Do they sell these in the markets of Shanghai?


----------



## tcw (Apr 13, 2012)

NYEric said:


> Do they sell these in the markets of Shanghai?



These are the personal collection，not for sale.


----------



## tcw (Apr 13, 2012)

valenzino said:


> Hope to see it soon!P. hang is so slow growing...but worth it!!!



If the roots are strong, they can grow quickly.


----------



## eggshells (Apr 13, 2012)

Last one sort of reminds me of John M's plant. I have 2 hangs one is 10" across. Is it blooming size?

http://www.slippertalk.com/forum/showthread.php?t=16795


----------



## tcw (Apr 13, 2012)

eggshells said:


> Last one sort of reminds me of John M's plant. I have 2 hangs one is 10" across. Is it blooming size?
> 
> http://www.slippertalk.com/forum/showthread.php?t=16795



The size of the last one is following:
DSW 7.0cm PTW7.3cm NS 18.0cm


----------



## NYEric (Apr 13, 2012)

tcw said:


> These are the personal collection，not for sale.

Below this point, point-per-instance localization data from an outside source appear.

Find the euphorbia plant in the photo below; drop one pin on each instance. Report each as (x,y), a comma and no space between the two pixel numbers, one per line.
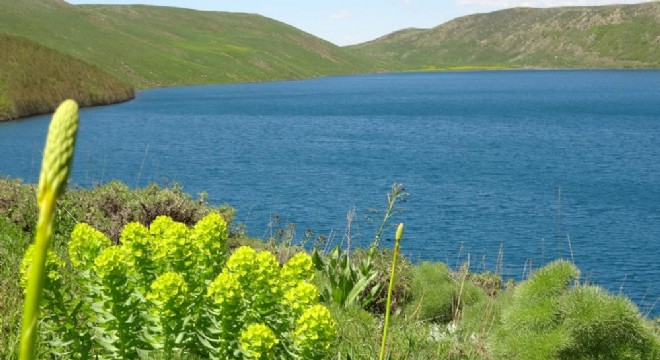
(157,291)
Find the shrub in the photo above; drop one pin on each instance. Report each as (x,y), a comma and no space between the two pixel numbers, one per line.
(548,318)
(438,294)
(178,290)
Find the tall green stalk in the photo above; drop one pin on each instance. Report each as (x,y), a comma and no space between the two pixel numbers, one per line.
(55,169)
(399,234)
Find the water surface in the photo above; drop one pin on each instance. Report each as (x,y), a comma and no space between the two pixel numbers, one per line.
(514,161)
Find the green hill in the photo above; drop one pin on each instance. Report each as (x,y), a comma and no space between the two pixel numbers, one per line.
(34,80)
(618,36)
(151,46)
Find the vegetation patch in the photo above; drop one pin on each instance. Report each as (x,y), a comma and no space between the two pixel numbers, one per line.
(34,80)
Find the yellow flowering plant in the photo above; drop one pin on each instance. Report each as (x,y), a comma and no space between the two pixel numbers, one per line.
(175,289)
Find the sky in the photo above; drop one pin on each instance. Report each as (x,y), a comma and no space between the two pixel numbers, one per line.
(348,22)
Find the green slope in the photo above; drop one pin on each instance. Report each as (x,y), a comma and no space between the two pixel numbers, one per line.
(34,80)
(619,36)
(152,46)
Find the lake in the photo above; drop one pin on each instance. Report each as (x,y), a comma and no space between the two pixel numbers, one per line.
(532,165)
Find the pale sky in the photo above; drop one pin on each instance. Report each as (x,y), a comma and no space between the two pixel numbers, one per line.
(347,22)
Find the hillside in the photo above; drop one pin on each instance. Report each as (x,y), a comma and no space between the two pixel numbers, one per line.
(34,80)
(618,36)
(151,46)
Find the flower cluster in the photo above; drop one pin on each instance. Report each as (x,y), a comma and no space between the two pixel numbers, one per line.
(300,297)
(257,340)
(226,292)
(85,245)
(169,292)
(298,268)
(176,288)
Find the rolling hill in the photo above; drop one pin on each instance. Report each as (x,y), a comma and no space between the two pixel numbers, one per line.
(618,36)
(151,46)
(34,80)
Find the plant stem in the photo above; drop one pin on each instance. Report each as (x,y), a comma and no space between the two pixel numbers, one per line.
(399,234)
(36,280)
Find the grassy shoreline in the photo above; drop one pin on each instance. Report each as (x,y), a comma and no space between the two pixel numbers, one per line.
(35,79)
(438,312)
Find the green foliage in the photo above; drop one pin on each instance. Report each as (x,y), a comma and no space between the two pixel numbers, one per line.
(149,46)
(35,79)
(548,318)
(345,281)
(438,294)
(155,292)
(617,36)
(107,207)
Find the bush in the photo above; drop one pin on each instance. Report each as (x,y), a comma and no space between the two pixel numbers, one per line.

 Oh I can see that, I mean can my friend who's traveling to SHanghai find these in a flower/plant market there?


----------



## tcw (Apr 13, 2012)

NYEric said:


> Oh I can see that, I mean can my friend who's traveling to SHanghai find these in a flower/plant market there?



May be able to find similar hangis, but could not find the same.
In addition to the last one , the others are my personal collection.


----------



## tcw (Apr 14, 2012)

JeanLux said:


> Great flowers !!!! :clap: Jean



Thank you for your appreciation.


----------



## rdlsreno (Apr 14, 2012)

I want one!!!!!!!!!!!!!!!!!!!!!!!!!!!!!!!!!!!!!!!!!!!!!!!!!!!!!!!!!!!!!WOW!!!!!!!!!!!!!!!!!!!!!!!!


Ramon


----------



## eggshells (Apr 14, 2012)

Tcw, how low (temperature wise) do you get this plant to grow? And summer do you grow it warm. I find that all my paphs even the so called cool growers have better growth when grown warm?


----------



## tcw (Apr 14, 2012)

eggshells said:


> Tcw, how low (temperature wise) do you get this plant to grow? And summer do you grow it warm. I find that all my paphs even the so called cool growers have better growth when grown warm?



I grow all my Paph. in the natural greenhouse, summer temperature exceeds 30 degrees Celsius. Hangis like moist not afraid of the heat.


----------



## Ozpaph (Apr 14, 2012)

tcw, thank-you for photos and information. We NEVER see so many plants like this in Australia. Your knowledge is most helpful.
How do you get healthy roots on your hangianums?


----------



## tcw (Apr 14, 2012)

Ozpaph said:


> tcw, thank-you for photos and information. We NEVER see so many plants like this in Australia. Your knowledge is most helpful.
> How do you get healthy roots on your hangianums?



I use a little solid fertilizer, and regular use of liquid fertilizer.
I think that the cultivation of the environment is more important.


----------